The permanent water in the wetland, its adjacent habitats and a reliable feed source, have attracted many species of waterbirds to this site. Commonly seen birds are Pacific black duck hybrids, Australian wood duck, Australasian grebe, Eurasian coot. Some rarely seen birds are sacred kingfisher, and the little lorikeet.

With the presence of maturing nectar bearing and insect attracting flora, an increasing number of bush birds can also be seen in the different seasons. For example, when the eucalyptus are flowering the New Holland honeyeater, musk lorikeet and rainbow lorikeet are frequent visitors.

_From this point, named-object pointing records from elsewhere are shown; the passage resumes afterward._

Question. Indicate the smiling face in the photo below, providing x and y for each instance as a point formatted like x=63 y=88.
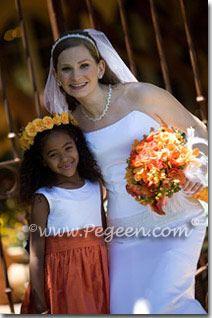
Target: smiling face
x=61 y=156
x=78 y=71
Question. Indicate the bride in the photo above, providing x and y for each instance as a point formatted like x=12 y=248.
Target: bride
x=148 y=274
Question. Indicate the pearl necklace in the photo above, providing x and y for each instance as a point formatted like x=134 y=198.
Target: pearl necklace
x=104 y=111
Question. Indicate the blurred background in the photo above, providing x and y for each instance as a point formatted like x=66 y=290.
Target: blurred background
x=129 y=24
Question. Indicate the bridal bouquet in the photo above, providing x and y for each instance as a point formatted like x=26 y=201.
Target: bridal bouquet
x=156 y=167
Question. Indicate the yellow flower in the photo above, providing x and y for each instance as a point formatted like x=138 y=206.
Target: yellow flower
x=31 y=129
x=56 y=120
x=73 y=120
x=24 y=143
x=38 y=123
x=64 y=118
x=48 y=122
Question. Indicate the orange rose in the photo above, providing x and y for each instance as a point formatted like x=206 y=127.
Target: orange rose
x=145 y=191
x=56 y=120
x=177 y=174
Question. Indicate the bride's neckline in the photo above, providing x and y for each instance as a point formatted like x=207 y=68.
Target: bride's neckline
x=117 y=122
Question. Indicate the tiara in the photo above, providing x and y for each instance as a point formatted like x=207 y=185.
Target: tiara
x=28 y=133
x=69 y=36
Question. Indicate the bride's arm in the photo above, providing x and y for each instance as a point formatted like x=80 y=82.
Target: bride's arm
x=166 y=109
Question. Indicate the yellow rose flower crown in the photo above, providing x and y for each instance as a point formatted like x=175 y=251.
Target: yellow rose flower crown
x=28 y=133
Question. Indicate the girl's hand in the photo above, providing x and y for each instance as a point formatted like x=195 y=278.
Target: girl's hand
x=191 y=188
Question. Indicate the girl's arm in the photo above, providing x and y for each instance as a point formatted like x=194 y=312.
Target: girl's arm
x=103 y=197
x=39 y=214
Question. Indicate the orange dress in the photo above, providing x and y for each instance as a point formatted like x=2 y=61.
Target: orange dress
x=76 y=275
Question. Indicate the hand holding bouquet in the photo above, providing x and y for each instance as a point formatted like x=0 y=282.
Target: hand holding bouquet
x=156 y=167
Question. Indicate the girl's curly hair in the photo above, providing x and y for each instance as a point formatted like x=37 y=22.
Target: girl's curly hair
x=34 y=175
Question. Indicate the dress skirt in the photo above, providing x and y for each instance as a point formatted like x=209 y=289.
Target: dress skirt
x=76 y=275
x=155 y=275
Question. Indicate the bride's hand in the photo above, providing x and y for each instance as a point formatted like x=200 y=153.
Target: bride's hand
x=191 y=188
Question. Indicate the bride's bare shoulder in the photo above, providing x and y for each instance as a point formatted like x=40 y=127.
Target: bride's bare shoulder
x=138 y=92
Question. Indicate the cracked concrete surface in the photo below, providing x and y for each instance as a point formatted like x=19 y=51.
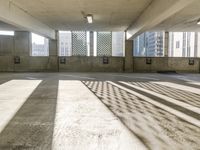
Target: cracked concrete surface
x=84 y=111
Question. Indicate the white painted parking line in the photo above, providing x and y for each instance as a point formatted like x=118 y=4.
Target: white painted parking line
x=166 y=98
x=194 y=83
x=81 y=77
x=145 y=78
x=83 y=122
x=179 y=87
x=179 y=114
x=13 y=95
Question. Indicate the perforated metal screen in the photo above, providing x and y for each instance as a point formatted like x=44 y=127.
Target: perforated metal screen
x=104 y=43
x=79 y=43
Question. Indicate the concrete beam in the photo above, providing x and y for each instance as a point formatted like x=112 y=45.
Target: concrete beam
x=14 y=15
x=156 y=12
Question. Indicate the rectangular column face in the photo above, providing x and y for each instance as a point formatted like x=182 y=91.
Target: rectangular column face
x=104 y=44
x=166 y=44
x=128 y=56
x=79 y=43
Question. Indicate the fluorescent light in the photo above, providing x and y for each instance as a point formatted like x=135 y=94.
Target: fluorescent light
x=10 y=33
x=89 y=18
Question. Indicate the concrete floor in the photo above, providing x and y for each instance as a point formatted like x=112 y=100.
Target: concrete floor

Breeding of some species is occurring in the Wetland, including the, dusky moorhen, Eurasian coot, Australasian grebe, clamorous reed warbler, magpie-lark, willie wagtail, crested pigeon and spotted turtle dove.

== Education ==

===School and tertiary education===

The wetland has a classroom with laboratory facilities and visual aids providing a major learning centre for the Urrbrae Agricultural High School and TAFE (Technical and Further Education) students on the nearby school campus. The school funds the position of a Science Teacher-Manager permanently on site. It is also used by other schools and community groups who come to the centre to learn about the role of wetland. Each year about 10,000 students visit the wetland.

===Community education===

The Friends of the Urrbrae Wetland is a volunteer group that meets weekly to help maintain the Wetland and offers two public Open Days a year which include a talk and guided walk. A focus of these talks and walks is the reestablishment of the Grey Box Woodland.